Donations are purely voluntary and no member should ever feel guilty for not
making a donation at this time. Today’s Stories ~**~**~ The Gift of Song Cheryl Williams The first time I met eight year
old Sophie, she was sitting on a swing in the backyard pulling her hair
out in clumps. She told me she did it because it felt good to her and
made her forget other "stuff". Edwin was a bit different.
He was a happy-go-lucky six year old who was always smiling. He was also
prone to ask me if I could be his new mommy as he sucked vigorously on his
thumb. Cassie was a beautiful four year
old who was developmentally disabled from where her mama's boyfriend had
decided to use her head for a battering ram. Sheri was a quiet eight year old
who could charm you with her sweet smile. All she lived for was the day
she would be back with her mother...the same mother who sold her to the highest
bidder for some crack, and watched as she was sexually assaulted. Beautiful children. All of
them. Clients whose names I have changed here, but they were more than
clients. They helped change my life. I went into the position of
Case Manager at the group home to help them. I had no idea that they
would help me in the process. As a victim of childhood sexual
abuse myself, I had always felt a calling to help others who had been
through the same experience as I had. It was the only way I could think
of to turn something so negative into something positive. I had survived
my trauma, and I wanted to somehow let other children know they could survive
theirs. It wasn't easy. Battered
children are angry children who do not trust. They wait expectantly for
the bottom to drop out of their world. They wait for the next blow...the
next disappointment. They wait for the day you just decide you don't want them
anymore and decide to leave. Gaining their trust is not an
easy thing. As much as I tried, the barriers were so hard to break
through. In the process, I was physically attacked on a repeated
basis. I was threatened with a butcher knife a five year old was
brandishing. I was shoved against the wall and pounded with fists.

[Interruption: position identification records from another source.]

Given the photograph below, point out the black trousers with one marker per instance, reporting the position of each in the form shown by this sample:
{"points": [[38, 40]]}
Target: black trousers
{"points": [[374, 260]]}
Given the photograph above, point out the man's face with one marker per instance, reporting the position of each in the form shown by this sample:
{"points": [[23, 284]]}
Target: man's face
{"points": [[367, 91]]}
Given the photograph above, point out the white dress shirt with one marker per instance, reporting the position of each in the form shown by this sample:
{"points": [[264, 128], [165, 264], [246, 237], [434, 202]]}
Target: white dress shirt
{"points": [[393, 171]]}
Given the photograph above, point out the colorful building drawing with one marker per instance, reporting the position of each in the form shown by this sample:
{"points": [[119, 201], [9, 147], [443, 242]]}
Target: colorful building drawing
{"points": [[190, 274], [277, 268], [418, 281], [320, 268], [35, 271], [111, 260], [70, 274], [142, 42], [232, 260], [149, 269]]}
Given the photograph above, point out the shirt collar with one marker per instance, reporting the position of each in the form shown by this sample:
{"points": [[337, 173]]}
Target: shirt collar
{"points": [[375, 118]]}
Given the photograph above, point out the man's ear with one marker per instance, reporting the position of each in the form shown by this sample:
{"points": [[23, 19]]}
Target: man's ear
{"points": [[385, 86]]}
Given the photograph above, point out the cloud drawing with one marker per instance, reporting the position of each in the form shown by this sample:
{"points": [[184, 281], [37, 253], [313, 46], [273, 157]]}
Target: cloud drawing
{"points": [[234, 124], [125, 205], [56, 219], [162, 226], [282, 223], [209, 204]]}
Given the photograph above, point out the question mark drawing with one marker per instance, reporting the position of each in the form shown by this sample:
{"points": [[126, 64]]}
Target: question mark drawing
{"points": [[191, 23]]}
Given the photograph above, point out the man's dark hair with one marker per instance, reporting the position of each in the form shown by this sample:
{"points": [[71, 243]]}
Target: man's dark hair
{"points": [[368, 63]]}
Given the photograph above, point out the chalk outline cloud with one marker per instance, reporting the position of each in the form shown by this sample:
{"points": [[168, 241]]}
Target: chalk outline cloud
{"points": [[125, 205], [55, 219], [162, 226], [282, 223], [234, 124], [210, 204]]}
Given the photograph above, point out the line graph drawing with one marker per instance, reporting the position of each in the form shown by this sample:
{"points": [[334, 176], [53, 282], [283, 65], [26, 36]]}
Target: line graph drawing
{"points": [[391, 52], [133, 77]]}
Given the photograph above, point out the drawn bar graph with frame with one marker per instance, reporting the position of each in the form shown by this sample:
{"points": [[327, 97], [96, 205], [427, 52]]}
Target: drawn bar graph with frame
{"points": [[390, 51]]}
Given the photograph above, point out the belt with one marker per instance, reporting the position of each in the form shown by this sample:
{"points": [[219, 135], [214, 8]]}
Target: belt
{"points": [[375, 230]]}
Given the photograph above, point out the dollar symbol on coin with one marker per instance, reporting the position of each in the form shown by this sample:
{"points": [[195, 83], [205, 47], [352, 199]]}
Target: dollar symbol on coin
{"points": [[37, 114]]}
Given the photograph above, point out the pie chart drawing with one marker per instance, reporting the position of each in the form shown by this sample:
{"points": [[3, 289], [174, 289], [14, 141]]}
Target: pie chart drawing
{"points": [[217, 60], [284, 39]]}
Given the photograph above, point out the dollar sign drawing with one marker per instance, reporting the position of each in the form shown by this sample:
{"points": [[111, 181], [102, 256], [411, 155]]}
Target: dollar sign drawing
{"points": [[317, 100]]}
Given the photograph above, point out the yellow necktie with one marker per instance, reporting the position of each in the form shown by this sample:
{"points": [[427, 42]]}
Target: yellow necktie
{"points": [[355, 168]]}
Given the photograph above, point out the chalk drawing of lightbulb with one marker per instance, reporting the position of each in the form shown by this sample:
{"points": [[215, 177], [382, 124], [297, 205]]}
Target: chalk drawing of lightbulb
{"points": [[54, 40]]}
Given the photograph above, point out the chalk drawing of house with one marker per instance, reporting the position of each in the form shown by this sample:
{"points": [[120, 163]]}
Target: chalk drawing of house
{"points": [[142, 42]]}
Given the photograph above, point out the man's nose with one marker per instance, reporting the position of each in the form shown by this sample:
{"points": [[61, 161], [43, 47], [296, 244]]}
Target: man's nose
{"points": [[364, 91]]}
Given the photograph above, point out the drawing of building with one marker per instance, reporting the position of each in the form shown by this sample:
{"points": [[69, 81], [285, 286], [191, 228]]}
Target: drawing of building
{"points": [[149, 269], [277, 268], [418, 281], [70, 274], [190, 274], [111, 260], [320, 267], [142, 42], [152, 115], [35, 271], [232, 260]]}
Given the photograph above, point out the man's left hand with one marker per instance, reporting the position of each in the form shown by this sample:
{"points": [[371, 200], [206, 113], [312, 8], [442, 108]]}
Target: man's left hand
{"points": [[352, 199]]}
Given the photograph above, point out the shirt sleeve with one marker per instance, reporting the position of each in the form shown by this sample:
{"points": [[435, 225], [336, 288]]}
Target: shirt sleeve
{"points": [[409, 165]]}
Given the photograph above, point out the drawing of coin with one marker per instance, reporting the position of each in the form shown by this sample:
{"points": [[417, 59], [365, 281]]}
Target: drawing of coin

I was kicked, bitten, stabbed with pencils...going home many a night with lead
in my arms. I was almost pushed down the stairs on more than one occasion.
All of the above behaviors resulted in me having to therapeutically restrain
the children...for their safety and for mine. As I was restraining them,
I would talk them down to a calm state until I made the decision they were
ready to be released. Abused children find it hard to
believe that anyone could really like them, much less love them. So when
anyone seems to actually care, they start feeling anxious. They attack,
scream, call names. They do anything they can think of in an attempt to
push the person away. It's the way they test to see if your love is real
or fake. Many times, after a incident such as the ones I described above,
the children would come to me and apologize, hug me, and tell me they were
sorry. Once they saw I wasn't going to leave them or stop caring, it
touched something inside. Breaking through the barriers to
reach these children is so difficult. But in my experience at the group
home I worked at, I found a way that worked for me...and that was by singing. Since I was a small child, I
loved to sing. Not only did I love to sing, I was told I had a
beautiful voice. When I was small, before my abuse started, I would sing
in church and in front of groups of people. I wasn't the least bit
shy. But when my own abuse started, something inside of me changed.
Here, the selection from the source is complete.